Я показал ему фотографии оберста. Он устало покачал головой. Он знал нескольких далласских детективов и многих репортеров, которые были там, в гараже, но этого немца он никогда прежде не видел. «Не ощутили ли вы чего-то странного непосредственно перед тем, как выстрелить в Освальда?» Когда я задал этот вопрос, Руби на секунду поднял свое усталое лицо, похожее на морду таксы, и я увидел в его взгляде вспышку смятения, но затем вспышка погасла, и он отвечал тем же монотонным голосом, что и прежде. Нет, ничего странного, только ярость по поводу того, что Освальд все еще жив, а президент Кеннеди мертв и бедная миссис Кеннеди с детишками остались совсем одни.
Я не удивился, когда год спустя, в декабре 1966 года, Руби поместили в больницу с диагнозом «рак». Он показался мне смертельно больным человеком уже во время нашей беседы. Не многие горевали о нем — умер он в январе шестьдесят седьмого года. Нация уже очистилась через свое горе, и Джек Руби был всего лишь напоминанием о тех временах, которые лучше забыть.
В конце шестидесятых я все больше погружался в свою исследовательскую и преподавательскую работу. Я пытался убедить себя, что мои теоретические разработки — всего лишь попытки найти средство изгнания демона, символом которого служило лицо оберста, но в душе я был уверен совсем в обратном.
В те годы, когда процветало насилие, я изучал его. Почему некоторые люди с такой легкостью добиваются господства над другими? В своей экспериментальной работе я сводил вместе небольшие группы людей, незнакомых друг с другом, для выполнения какой-либо посторонней задачи, и неизменно уже минут через тридцать после начала возникала какая-то иерархия. Порою участники группы даже не осознавали этого, но когда их спрашивали, они почти всегда могли указать, кто из группы был «самый главный» или «самый динамичный». Вместе с аспирантами мы проводили беседы, анализировали их письменные записи и долгими часами просматривали видеопленки. Мы моделировали ситуации конфликтов между испытуемыми и лицами, обладающими властью: деканами университета, полицейскими, преподавателями, чиновниками налоговой службы, тюремными надзирателями и священниками. И во всех случаях проблема иерархии и господства оказывалась более сложной, чем можно было предположить, зная только социальное положение вовлеченных в эксперимент лиц.

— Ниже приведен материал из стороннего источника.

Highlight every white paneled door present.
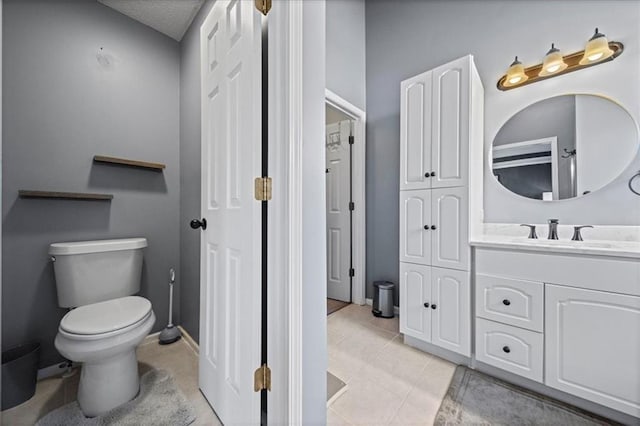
[199,0,261,424]
[326,120,351,302]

В это время я начал сотрудничать с нью-йоркской полицией — составлял личностные характеристики субъектов, склонных к убийству. Фактические данные были невероятно интересны, беседы с убийцами — весьма тягостны, результаты же — неопределенны.
Где находится источник человеческой агрессивности? Какую роль играют насилие и угроза насилия в наших ежедневных взаимоотношениях друг с другом? Получив ответы на эти вопросы, я наивно надеялся когда-нибудь объяснить, как случилось, что очень способный, но маниакальный психопат вроде Адольфа Гитлера смог превратить одну из величайших культур мира в тупую и аморальную машину убийства. Я начал с того факта, что половина видов сложных животных на земле обладает каким-то механизмом для установления господства и социальной иерархии. Обычно эта иерархия возникает без нанесения серьезного ущерба. Даже такие свирепые хищники, как волки и тигры, используют вполне определенные сигналы подчинения, для того чтобы прекратить самые яростные схватки, так что дело не доходит до смерти или серьезного увечья. Ну, а что же человек? Неужели правы те (и их довольно много), кто утверждают, что у нас отсутствует инстинктивный, четко распознаваемый сигнал покорности и потому мы обречены на вечную войну, на некоего рода внутривидовое сумасшествие, предопределенное нашими генами? В этом я сомневался.
Год за годом я собирал данные и развивал различные положения и все это время втайне выстраивал теорию, которая была настолько странной и ненаучной, что она подорвала бы мою профессиональную репутацию, если бы я хотя бы шепотом намекнул о ней своим коллегам. Что, если человечество в своем развитии установило некий психический тип отношений господства и подчинения — то, что некоторые из моих нерационалистически настроенных коллег называют парапсихологическими явлениями? Ведь ясно, что привлекательность некоторых политиков (то, что средства массовой информации называют харизмой просто за неимением лучшего термина) не может быть объяснена с помощью размеров индивида, его способности к размножению или к угрожающему поведению. Моя версия такова: а что, если в какой-то доле либо каком-то полушарии мозга существует зона, ответственная исключительно за проецирование этого чувства личного верховенства, лидерства? Я был хорошо знаком с нейрологическими исследованиями, указывающими, что мы унаследовали наши инстинкты господства и подчинения от так называемого рептильного мозга — самой примитивной мозговой области. Ну, а что если были прорывы в эволюции, связанные с мутацией, придавшие некоторым человеческим существам способность, родственную эмпатии либо телепатии, но бесконечно более мощную и более полезную с точки зрения выживания? И что если эта способность, подпитываемая собственной жаждой господства, находит свое высшее выражение в насилии? Являются ли человеческие существа, обладающие такой способностью, воистину человеческими?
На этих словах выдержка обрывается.